Personaggi

È morto a 43 anni Christian Albini, teologo laico: «Un vero cristiano»

E’ scomparso nella notte all’età di 43 anni, a causa di un male incurabile, Christian Albini, teologo, insegnante, marito e padre, collaboratore di varie testate e fautore di una teologia del quotidiano «oltre i bastioni della Chiesa».

A darne la notizia su Twitter è stato padre Enzo Bianchi, priore della comunità monastica di Bose: «Christian Albini ci ha lasciati ora: era un vero cristiano, mite, buono, paziente! Per me un amico consonante sempre!».

Sposato con Silvia e padre di tre figli dai 4 ai 12 anni, Albini era docente di religione nelle scuole superiori, responsabile del Centro di spiritualità della diocesi di Crema, autore di libri di teologia, autore del blog «Sperare per tutti» (sottotitolo: incontrarsi senza condannarsi) e collaboratore del mensile Jesus con la rubrica Un popolo chiamato Chiesa.

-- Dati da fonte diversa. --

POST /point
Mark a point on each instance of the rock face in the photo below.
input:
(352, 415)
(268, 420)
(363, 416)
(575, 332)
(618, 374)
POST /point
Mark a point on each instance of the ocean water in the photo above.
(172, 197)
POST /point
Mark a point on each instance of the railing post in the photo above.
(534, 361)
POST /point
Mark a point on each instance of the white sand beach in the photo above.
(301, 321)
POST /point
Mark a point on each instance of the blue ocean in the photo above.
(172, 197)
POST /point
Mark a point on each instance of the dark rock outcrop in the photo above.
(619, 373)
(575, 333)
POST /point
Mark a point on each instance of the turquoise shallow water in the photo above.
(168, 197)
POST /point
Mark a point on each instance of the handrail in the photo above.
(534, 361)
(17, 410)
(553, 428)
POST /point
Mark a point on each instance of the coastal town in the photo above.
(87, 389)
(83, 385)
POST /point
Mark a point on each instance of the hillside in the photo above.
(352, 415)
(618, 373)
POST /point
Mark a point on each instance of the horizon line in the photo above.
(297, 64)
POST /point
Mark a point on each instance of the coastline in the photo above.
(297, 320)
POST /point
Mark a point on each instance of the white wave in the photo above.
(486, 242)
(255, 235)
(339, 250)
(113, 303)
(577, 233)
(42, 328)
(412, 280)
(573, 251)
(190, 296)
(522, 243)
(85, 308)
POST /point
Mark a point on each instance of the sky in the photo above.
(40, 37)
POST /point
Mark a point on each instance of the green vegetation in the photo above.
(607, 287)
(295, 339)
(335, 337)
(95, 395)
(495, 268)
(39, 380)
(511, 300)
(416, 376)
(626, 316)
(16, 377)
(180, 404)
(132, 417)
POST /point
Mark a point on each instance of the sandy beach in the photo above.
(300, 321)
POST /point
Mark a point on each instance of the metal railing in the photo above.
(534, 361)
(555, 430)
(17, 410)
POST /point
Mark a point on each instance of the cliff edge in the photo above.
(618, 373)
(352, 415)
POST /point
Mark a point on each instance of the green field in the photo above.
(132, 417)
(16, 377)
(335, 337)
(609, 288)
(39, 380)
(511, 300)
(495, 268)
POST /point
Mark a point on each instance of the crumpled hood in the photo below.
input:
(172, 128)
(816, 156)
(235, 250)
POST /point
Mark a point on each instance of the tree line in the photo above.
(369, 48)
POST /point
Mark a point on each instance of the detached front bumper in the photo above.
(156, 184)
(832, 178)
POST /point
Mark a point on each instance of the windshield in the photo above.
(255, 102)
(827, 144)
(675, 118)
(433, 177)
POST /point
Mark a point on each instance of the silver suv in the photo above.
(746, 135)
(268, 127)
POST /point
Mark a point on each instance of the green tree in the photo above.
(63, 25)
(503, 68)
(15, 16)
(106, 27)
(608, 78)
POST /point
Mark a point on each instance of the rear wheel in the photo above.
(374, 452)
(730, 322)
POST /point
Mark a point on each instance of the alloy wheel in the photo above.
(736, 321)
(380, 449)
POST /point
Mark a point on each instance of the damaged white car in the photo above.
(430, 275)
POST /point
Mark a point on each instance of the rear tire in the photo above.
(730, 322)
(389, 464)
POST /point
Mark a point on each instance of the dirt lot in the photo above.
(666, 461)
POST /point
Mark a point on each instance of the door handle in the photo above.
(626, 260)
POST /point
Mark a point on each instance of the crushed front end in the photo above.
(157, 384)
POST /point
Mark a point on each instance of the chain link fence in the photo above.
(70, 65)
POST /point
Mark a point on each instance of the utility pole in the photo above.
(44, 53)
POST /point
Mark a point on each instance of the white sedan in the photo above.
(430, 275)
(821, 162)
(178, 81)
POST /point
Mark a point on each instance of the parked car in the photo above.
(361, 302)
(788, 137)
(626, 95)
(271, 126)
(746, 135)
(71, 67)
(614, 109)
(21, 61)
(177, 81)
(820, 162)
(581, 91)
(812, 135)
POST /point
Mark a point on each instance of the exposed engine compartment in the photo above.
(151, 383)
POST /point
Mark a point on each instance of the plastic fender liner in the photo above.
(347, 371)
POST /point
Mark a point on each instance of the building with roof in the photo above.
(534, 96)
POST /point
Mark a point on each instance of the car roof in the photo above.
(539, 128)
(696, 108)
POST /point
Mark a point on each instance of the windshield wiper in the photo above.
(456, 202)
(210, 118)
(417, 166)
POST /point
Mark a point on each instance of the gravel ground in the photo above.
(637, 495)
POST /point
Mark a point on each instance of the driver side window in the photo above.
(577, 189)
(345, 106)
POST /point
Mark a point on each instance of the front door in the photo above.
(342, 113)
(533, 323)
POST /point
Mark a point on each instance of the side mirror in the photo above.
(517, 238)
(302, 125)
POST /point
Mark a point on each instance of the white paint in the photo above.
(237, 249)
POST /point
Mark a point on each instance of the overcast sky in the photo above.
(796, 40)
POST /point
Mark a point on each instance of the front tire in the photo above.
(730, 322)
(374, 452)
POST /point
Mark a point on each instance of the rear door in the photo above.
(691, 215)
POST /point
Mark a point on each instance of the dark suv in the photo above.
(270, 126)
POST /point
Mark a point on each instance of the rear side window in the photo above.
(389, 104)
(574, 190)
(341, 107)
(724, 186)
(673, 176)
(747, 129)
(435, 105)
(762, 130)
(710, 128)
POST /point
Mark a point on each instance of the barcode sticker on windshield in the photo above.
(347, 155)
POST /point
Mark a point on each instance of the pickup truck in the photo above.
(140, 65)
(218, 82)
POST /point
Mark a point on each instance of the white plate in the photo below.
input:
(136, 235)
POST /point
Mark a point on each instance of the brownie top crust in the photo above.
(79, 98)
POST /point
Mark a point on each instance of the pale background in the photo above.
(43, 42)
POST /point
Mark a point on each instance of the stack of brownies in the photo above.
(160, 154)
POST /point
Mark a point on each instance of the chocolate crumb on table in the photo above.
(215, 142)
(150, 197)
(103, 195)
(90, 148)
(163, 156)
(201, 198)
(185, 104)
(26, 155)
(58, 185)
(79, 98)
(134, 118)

«La riflessione teologica in Italia non può continuare a essere una cosa che interessa solo i preti, anzi, direi una parte piuttosto elitaria dei preti», ha spiegato in una recente intervista a «Credere». «Dovrebbe invece rientrare a pieno titolo nella comunicazione e nel dibattito pubblico. Parlare di teologia non vuol dire solo occuparsi di Dio e della Chiesa ma anche dell`umano. Vedere come la fede in Dio e il vissuto della Chiesa hanno a che fare con l`esistenza nei suoi aspetti personali ma anche pubblici e sociali. Penso che l`assenza della teologia dalla cultura italiana renda entrambe più povere». Il titolo del suo blog, «Sperare per tutti», riprende quello dell`ultimo libro del teologo Hans Urs von Balthasar, nel quale il grande teologo azzardava la tesi che l`inferno esiste ma si può sperare che sia vuoto grazie alla misericordia di Dio. «Ma non è solo questione dell`aldilà», spiegava Albini: «Quel ‘tutti’ vuol dire avere uno sguardo oltre i bastioni della Chiesa: davvero c`è un`apertura e un coinvolgimento universale nella salvezza. E’ quanto ci insegnano il concilio Vaticano II e ora papa Francesco».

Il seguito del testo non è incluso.